Demurrage charges: Shippers to sue govt over decaying infrastructure

Demurrage charges: Shippers to sue govt over decaying infrastructure

Apparently worried about the chaotic state of the port access roads, a group of Nigerian shippers has concluded plans to sue the Federal Government over accumulation of demurrage arising from the inability of trucks to access the ports due to bad roads.

Speaking to newsmen in Lagos, President, Shippers’ Association of Lagos State (SALS), Reverend Jonathan Nicole, who wondered why government policies were inimical to both importers and exporters, stressed the need for government to put in place an enabling environment that would encourage international trade.

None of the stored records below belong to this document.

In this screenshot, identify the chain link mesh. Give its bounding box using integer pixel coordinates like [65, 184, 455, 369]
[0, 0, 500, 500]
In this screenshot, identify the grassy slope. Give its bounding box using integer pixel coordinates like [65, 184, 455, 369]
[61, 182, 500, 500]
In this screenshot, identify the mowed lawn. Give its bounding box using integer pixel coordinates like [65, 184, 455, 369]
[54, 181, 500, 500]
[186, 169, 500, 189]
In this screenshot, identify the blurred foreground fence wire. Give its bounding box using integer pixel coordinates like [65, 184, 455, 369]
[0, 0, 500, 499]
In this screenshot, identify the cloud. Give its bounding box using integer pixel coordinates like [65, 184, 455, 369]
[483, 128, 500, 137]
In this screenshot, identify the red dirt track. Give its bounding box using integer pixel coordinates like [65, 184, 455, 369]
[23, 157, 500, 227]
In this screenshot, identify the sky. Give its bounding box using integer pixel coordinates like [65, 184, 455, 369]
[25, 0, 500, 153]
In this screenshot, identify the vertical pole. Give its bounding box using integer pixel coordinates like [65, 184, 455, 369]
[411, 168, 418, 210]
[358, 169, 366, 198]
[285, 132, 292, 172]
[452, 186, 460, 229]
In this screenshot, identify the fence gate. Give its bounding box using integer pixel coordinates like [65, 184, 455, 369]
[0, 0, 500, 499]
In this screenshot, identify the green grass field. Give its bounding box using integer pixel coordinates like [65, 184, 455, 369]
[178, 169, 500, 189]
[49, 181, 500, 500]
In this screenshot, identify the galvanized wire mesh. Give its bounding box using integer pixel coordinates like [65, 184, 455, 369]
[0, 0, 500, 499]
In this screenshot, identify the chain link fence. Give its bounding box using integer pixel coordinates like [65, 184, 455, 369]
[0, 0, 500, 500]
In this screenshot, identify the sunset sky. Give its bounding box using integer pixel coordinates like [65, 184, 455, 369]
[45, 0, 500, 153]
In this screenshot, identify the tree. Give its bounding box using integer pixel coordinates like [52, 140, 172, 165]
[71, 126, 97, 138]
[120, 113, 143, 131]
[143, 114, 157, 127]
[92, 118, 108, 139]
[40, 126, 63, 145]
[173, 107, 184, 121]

He said that government policies are working against shippers’ interests in the country and “we are also worried why shippers have to pay penalties for business hindrances they do not create.”

According to him, as a result of traffic in the ports resulting from bad access roads, vessels are lined up in Togo waters waiting to berth in Nigerian ports but cannot due to the traffic on Nigerian roads leading to the ports thereby causing accumulation of demurrage.

He expressed displeasure at the government for not taking responsibility for its failure but rather makes importers to pay for its shortcoming.

“As we speak now, we have lined up vessels on Togo waters waiting to berth in Nigerian ports. Who pays for the demurrage? Is it the shippers that caused it? Why compel shippers to pay for all these things?


“I made a public statement that sooner or later, we will go to court and let the court tell us who pays for all these demurrages.


“We will not take terminal operators to court, we will take the federal government to court. Who is supposed to run the roads? The roads belong to the federal government so who is destroying business? It is the federal government,” he lamented.


Speaking further, the SALS boss maintained that shippers are not opposed to the reintroduction of Cargo Tracking Note (CTN) so long as they will not be made to part with money.


On the importation of arms into the country, he took a swipe at shippers who go against the law of the land, adding that “have you heard of any problem from Cotonou about Nigerian shipper and the government laws? It is only in this country that the shipper breaks all the laws.”